Assistant Professor, College of Osteopathic Medicine, Nova Southeastern University

Adjunct Professor, Farquhar College of Arts and Sciences Division of Math, Science and Technology, Nova Southeastern University

Research Faculty, Department of Veterans Affairs, Miami, Fl

Paula Waziry, Ph.D., is a pharmacologist fascinated with the immune system, cancer development, nucleocytoplasmic transport, development of innovative therapies and pathogens’ interactions with hosts. Her research philosophy encompasses an integrated approach that takes in consideration the wellbeing of the person, rather than concentrating on specific diseases or organ systems.

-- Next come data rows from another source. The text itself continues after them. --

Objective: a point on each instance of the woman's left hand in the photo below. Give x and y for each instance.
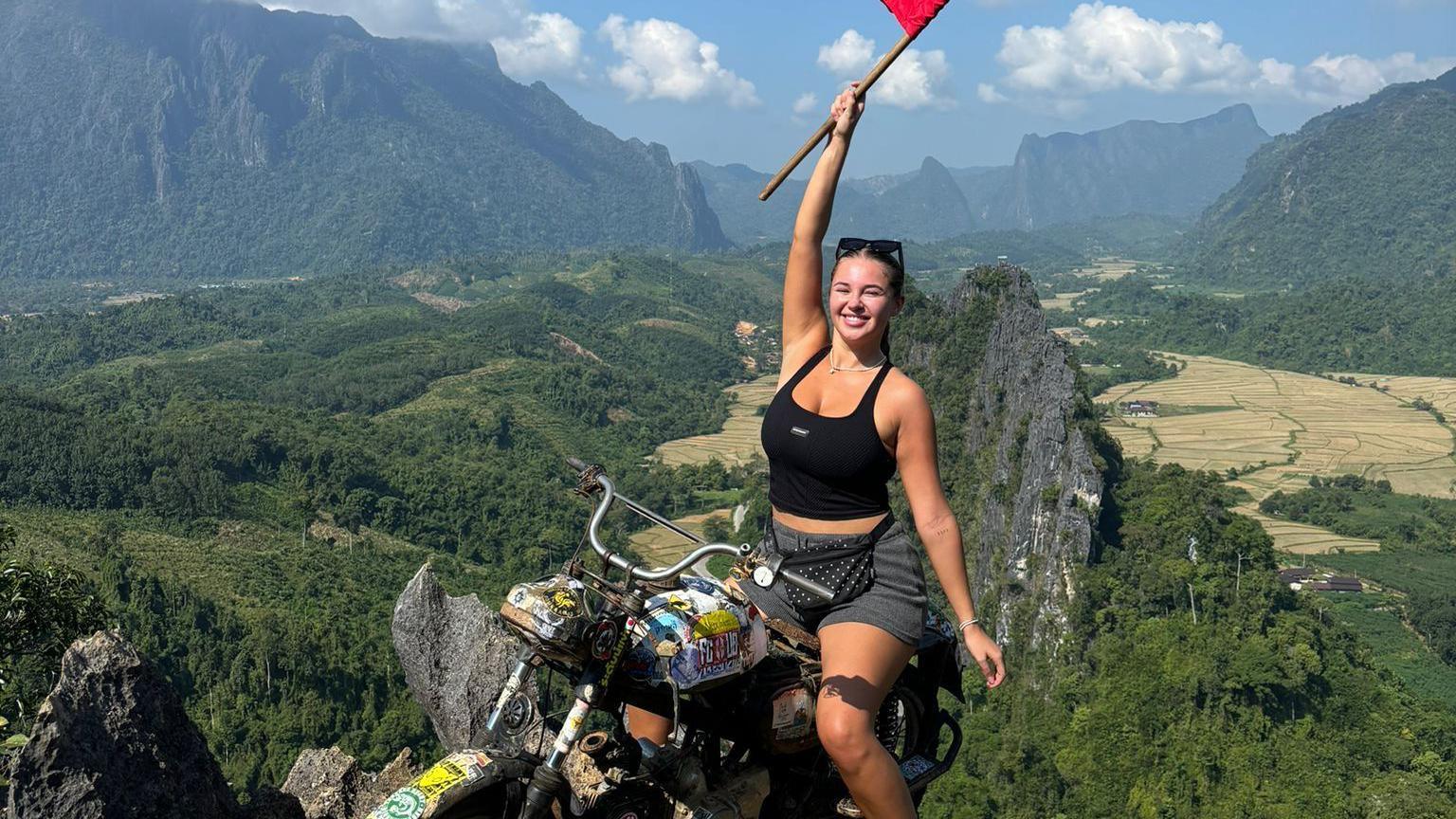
(986, 653)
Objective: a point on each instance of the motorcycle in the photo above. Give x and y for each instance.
(741, 689)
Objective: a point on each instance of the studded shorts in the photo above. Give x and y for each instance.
(894, 602)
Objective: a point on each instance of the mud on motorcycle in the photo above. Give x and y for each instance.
(741, 689)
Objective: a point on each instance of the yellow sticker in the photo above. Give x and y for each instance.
(562, 602)
(714, 623)
(442, 777)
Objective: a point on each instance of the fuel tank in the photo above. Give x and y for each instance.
(695, 637)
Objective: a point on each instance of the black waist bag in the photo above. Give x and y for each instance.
(845, 567)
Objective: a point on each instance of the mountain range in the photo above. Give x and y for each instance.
(1365, 190)
(192, 138)
(1173, 170)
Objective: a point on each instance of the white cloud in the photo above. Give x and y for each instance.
(549, 46)
(918, 79)
(847, 56)
(989, 94)
(664, 60)
(529, 44)
(1105, 48)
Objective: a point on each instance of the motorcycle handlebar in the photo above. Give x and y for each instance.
(609, 494)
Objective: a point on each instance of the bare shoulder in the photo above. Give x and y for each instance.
(904, 393)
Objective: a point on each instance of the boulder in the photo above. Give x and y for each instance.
(456, 655)
(114, 742)
(329, 784)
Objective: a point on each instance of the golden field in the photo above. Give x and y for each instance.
(738, 441)
(1279, 428)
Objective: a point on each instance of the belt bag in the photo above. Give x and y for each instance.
(845, 567)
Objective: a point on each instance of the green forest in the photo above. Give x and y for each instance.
(245, 479)
(242, 480)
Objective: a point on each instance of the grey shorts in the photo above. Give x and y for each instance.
(894, 602)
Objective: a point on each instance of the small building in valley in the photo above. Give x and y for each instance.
(1303, 579)
(1138, 409)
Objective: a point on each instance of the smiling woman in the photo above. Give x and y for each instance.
(842, 423)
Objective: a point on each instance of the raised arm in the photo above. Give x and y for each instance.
(806, 328)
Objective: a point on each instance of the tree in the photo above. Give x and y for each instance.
(43, 608)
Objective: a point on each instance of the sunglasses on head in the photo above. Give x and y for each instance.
(883, 246)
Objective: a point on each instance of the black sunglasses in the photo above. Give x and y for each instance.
(883, 246)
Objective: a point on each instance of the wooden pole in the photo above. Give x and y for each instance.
(828, 124)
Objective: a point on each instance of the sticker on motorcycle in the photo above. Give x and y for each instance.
(405, 803)
(564, 604)
(715, 623)
(442, 777)
(706, 659)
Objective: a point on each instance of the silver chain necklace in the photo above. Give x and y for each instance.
(833, 369)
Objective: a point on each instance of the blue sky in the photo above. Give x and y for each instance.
(721, 81)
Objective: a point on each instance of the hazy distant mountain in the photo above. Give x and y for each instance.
(922, 206)
(1365, 190)
(1138, 167)
(203, 138)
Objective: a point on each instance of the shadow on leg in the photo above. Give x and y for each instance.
(861, 662)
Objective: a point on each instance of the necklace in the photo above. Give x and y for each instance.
(833, 369)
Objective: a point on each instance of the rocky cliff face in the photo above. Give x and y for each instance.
(1138, 167)
(1016, 452)
(211, 138)
(1366, 190)
(114, 740)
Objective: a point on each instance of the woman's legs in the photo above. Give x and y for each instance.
(646, 724)
(861, 662)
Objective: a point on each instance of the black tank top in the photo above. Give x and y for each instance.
(826, 468)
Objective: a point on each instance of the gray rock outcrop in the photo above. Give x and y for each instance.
(1026, 475)
(329, 784)
(114, 742)
(455, 653)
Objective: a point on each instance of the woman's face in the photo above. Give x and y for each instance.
(861, 300)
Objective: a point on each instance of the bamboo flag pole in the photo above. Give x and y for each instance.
(828, 124)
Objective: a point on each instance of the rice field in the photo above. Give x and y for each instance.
(1277, 428)
(1108, 268)
(738, 441)
(660, 547)
(1440, 392)
(1062, 300)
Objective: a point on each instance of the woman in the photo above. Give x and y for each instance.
(869, 420)
(842, 422)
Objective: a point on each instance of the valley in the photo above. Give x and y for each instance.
(1273, 430)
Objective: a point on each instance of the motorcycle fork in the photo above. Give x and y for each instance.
(548, 781)
(513, 683)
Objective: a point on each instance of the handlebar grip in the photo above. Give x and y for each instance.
(806, 583)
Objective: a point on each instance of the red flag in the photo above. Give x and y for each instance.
(915, 15)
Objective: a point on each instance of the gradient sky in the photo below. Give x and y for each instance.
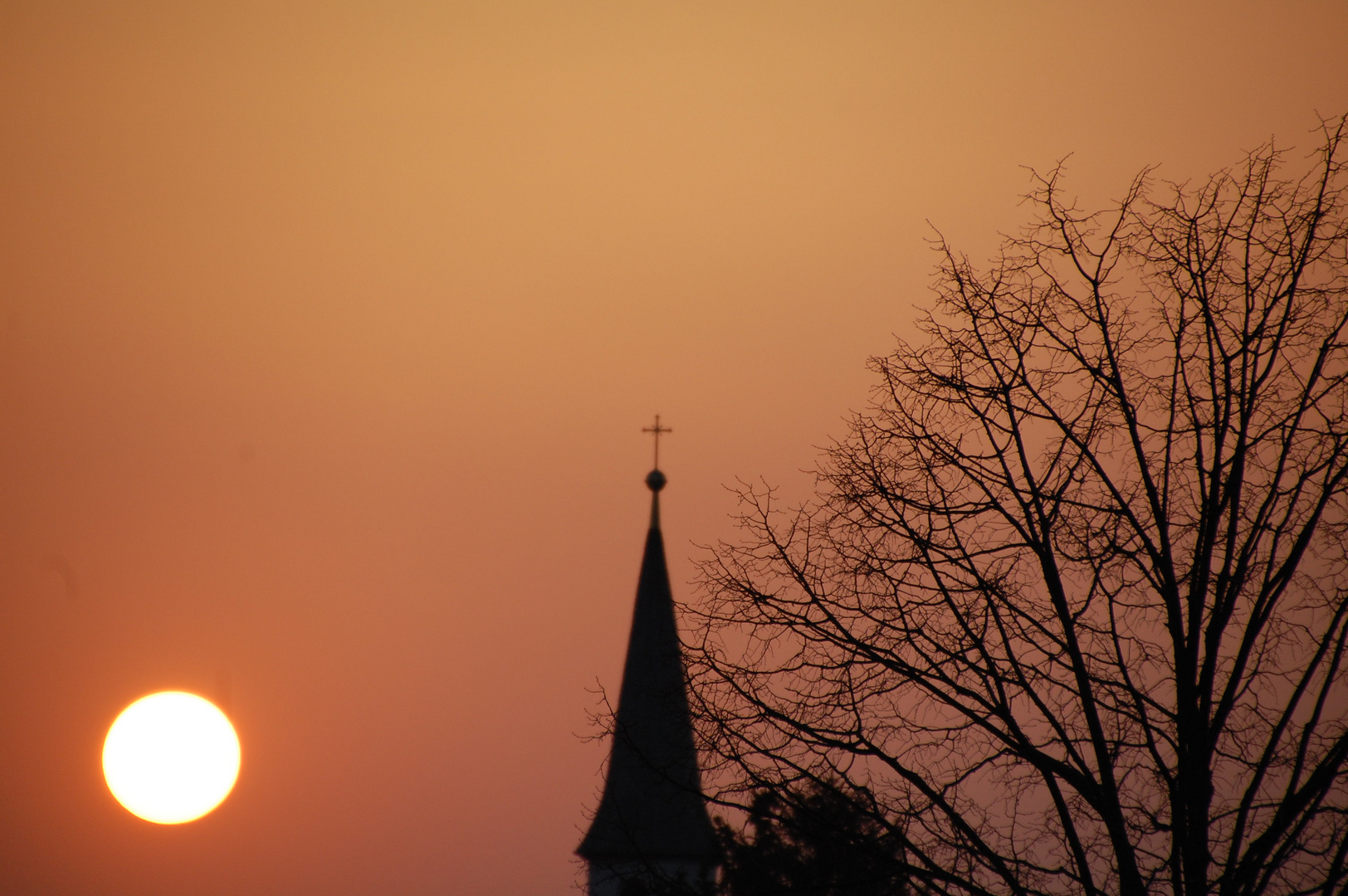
(328, 332)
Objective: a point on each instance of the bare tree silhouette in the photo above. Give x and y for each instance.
(1071, 606)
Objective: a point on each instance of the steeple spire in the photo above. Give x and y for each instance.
(652, 822)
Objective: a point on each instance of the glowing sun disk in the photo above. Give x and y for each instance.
(170, 757)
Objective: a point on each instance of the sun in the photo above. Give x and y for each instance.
(170, 757)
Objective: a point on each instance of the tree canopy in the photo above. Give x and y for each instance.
(1071, 606)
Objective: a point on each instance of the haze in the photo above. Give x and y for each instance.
(328, 332)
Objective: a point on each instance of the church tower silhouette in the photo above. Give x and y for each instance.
(652, 833)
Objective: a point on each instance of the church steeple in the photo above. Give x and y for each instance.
(652, 822)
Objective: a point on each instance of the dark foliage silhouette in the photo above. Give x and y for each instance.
(809, 842)
(1071, 606)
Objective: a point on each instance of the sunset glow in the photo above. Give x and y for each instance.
(170, 757)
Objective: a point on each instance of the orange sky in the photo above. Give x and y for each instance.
(328, 332)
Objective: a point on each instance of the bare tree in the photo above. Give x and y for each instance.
(1071, 606)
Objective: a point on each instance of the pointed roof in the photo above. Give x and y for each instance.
(652, 806)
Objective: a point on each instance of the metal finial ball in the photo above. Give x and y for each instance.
(656, 480)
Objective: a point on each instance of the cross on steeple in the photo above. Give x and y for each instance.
(657, 430)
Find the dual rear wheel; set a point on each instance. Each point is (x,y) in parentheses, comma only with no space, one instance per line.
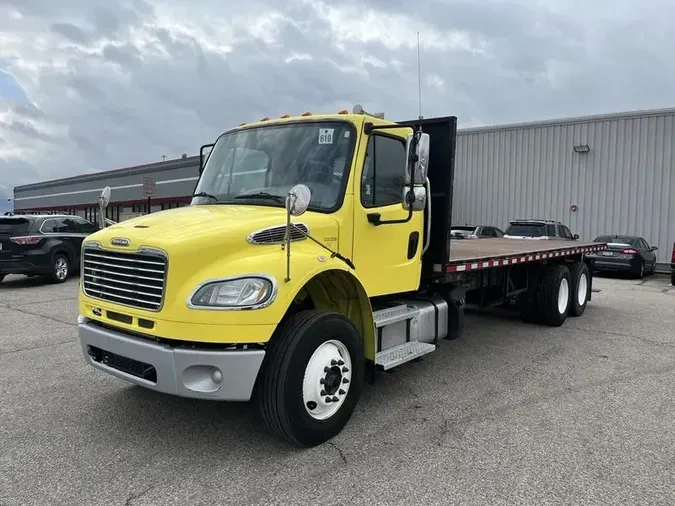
(563,291)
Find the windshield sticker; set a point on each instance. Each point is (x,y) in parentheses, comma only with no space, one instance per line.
(326,135)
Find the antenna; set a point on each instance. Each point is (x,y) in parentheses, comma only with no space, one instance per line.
(419,81)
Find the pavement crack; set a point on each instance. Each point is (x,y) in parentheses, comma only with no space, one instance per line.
(25,311)
(445,428)
(339,450)
(620,334)
(133,497)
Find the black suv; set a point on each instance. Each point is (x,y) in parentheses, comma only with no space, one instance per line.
(47,245)
(538,229)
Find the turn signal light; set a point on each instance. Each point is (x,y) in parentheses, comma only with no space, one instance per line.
(27,239)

Based on this approach, Dr. Waziry is propelled to investigate Myalgic Encephalomyelitis/Chronic Fatigue Syndrome (ME/CFS) as it is a debilitating disorder without known causes and is believed to have a genetic predisposition along with environmental factors (epigenetics, pathogens). Furthermore, symptoms of ME/CFS resemble those of viral reactivation and some patients ameliorate using antiviral drugs, however, no specific virus has been identified as causative of ME/CFS.

Dr. Waziry’s knowledge of viral host evasion and takeover of nucleocytoplasmic machinery function has led to her research focus in identifying pathways at cellular levels that can be targeted for therapeutic intervention. Through her research, Dr. Waziry will reveal new therapeutics for ME/CFS and also contribute to the field of virology and antiviral drug design.